The Change of Variables in Surface Integral

Question

Actually, I can't understand the question. In the hint they say first to pick a coordinate with z1 perpendicular to x+y+z=t . Why do we have to change the coordinate with (x1,y1,z1)? I mean can we directly calculate without any change? Can someone give me a brief proof of this?

Answer 1

First, we write the plane $P:x+y+z = t$ with unit normal vector.
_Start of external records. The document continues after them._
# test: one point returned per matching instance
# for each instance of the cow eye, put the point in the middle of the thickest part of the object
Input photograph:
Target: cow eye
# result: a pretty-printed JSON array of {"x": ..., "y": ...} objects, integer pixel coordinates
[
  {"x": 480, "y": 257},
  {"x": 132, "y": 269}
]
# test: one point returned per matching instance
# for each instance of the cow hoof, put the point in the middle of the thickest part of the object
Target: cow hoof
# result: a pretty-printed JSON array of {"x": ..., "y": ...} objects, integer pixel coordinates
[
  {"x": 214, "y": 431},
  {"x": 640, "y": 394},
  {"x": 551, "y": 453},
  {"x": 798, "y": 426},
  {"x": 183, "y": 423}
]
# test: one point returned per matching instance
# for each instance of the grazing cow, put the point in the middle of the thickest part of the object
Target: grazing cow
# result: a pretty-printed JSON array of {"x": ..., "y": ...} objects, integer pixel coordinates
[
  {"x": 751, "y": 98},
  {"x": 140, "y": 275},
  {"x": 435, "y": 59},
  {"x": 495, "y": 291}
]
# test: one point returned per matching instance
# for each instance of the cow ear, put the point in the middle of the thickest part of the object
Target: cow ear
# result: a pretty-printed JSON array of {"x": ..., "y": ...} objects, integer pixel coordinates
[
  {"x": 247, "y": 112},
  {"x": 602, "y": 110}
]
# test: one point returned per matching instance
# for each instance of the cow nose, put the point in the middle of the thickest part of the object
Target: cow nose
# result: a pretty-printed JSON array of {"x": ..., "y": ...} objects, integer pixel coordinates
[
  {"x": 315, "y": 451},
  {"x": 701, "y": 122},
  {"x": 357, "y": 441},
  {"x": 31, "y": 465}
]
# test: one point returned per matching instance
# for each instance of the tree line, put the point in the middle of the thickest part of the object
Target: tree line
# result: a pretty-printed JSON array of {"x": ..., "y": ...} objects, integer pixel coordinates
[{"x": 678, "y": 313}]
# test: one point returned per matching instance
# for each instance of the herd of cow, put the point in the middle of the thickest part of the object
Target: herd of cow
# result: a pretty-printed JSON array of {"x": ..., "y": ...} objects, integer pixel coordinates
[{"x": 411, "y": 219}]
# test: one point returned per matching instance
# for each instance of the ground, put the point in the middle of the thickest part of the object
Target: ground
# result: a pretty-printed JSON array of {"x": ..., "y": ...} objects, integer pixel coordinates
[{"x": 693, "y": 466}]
This gives $P:\frac{x}{\sqrt3} + \frac{y}{\sqrt3}+\frac{z}{\sqrt3} = \frac{t}{\sqrt3}.$ Let's denote the unit normal vector of this plane by $u$, so $u = (\frac{1}{\sqrt3},\frac{1}{\sqrt3},\frac{1}{\sqrt3}).$

Now we pick a new orthogonal coordinate system with coordinates $(x_1,y_1,z_1)$ where $u$ is the direction of the positive $z_1$-axis. Such a coordinate system exists. There are lots of choices. Alternatively, you can think about it as follows. Find a rotation $R$ that rotates $u$ into the positive $z$-axis, i.e. $Ru = (0,0,1).$ Again, such a rotation exists, and there are lots of choices. Since $R$ is orthogonal, it preserves all the Euclidean structure. From this, it follows that $R$ also preserves surface area, volume, and measure. Moreover, $R$ maps $S^1$ onto itself, where $S^1$ denotes the unit sphere. Also, $R$ preserves the function $\Phi,$ i.e. $\Phi(v) = \Phi(Rv)$ for any vector $v.$ That's because $x^2+y^2+z^2$ is just $\|v\|^2,$ which is preserved by $R.$ Finally, $R$ maps the plane $P$ to the plane $Q:z = \frac{t}{\sqrt3}.$ All this shows that, by applying $R$, or equivalently changing coordinates in an orthogonal manner, we have transformed the original problem into something much more amenable - without doing any cumbersome calculations :-). Namely, if we denote by $K$ the part of $Q$ inside of $S^1,$ Then we have $R(S) = K$ and moreover $$ \int\int_S\Phi(x,y,z)dS = \int\int_K\Phi(x,y,z)dK. $$ From the equation for $Q$ it's easy to see that $$ K = \left\{(x,y,z)\ |\ z = \frac{t}{\sqrt3},\ x^2+y^2 \leq 1 - \frac{t^2}{3} \right\} \quad for\ |t| \leq \sqrt3 $$ and $K = \emptyset$ for $|t| > \sqrt3.$ That latter case corresponds exactly to the result $0$ in your question and is uninteresting, so let's assume $|t| \leq \sqrt3$ from now on. Then we can express $x$ and $y$ in polar coordinates $$ x = r \cos\psi\quad and \quad y = r\sin\psi $$ and get $$ K = \left\{(r,\psi,z)\ |\ z = \frac{1}{\sqrt3},\ 0 \leq r \leq \sqrt{1 - \frac{t^2}{3}},\ 0 \leq \psi < 2\pi \right\}. $$ Moreover we have $$ \Phi(x,y,z) = 1-x^2-y^2-z^2 = 1-\frac{t^2}{3}-r^2, $$ and finally recall the "well known" differential transformation $$ dK = dxdy = rdrd\psi. $$ With all this, we calculate $$ \begin{align} \int\int_K\Phi(x,y,z)dK & = \int_0^{2\pi}\int_0^{\sqrt{1-\frac{t^2}{3}}}(1-\frac{t^2}{3}-r^2)rdrd\psi \\ & = 2\pi\left(\frac{1}{2}\left(1-\frac{t^2}{3}\right)r^2 - \frac{1}{4}r^4\right)_0^{\sqrt{1-\frac{t^2}{3}}} \\ & = 2\pi\frac{1}{4}\left(1-\frac{t^2}{3}\right)^2 \\ & = \frac{\pi}{18}\left(3-t^2\right)^2, \end{align} $$ as desired.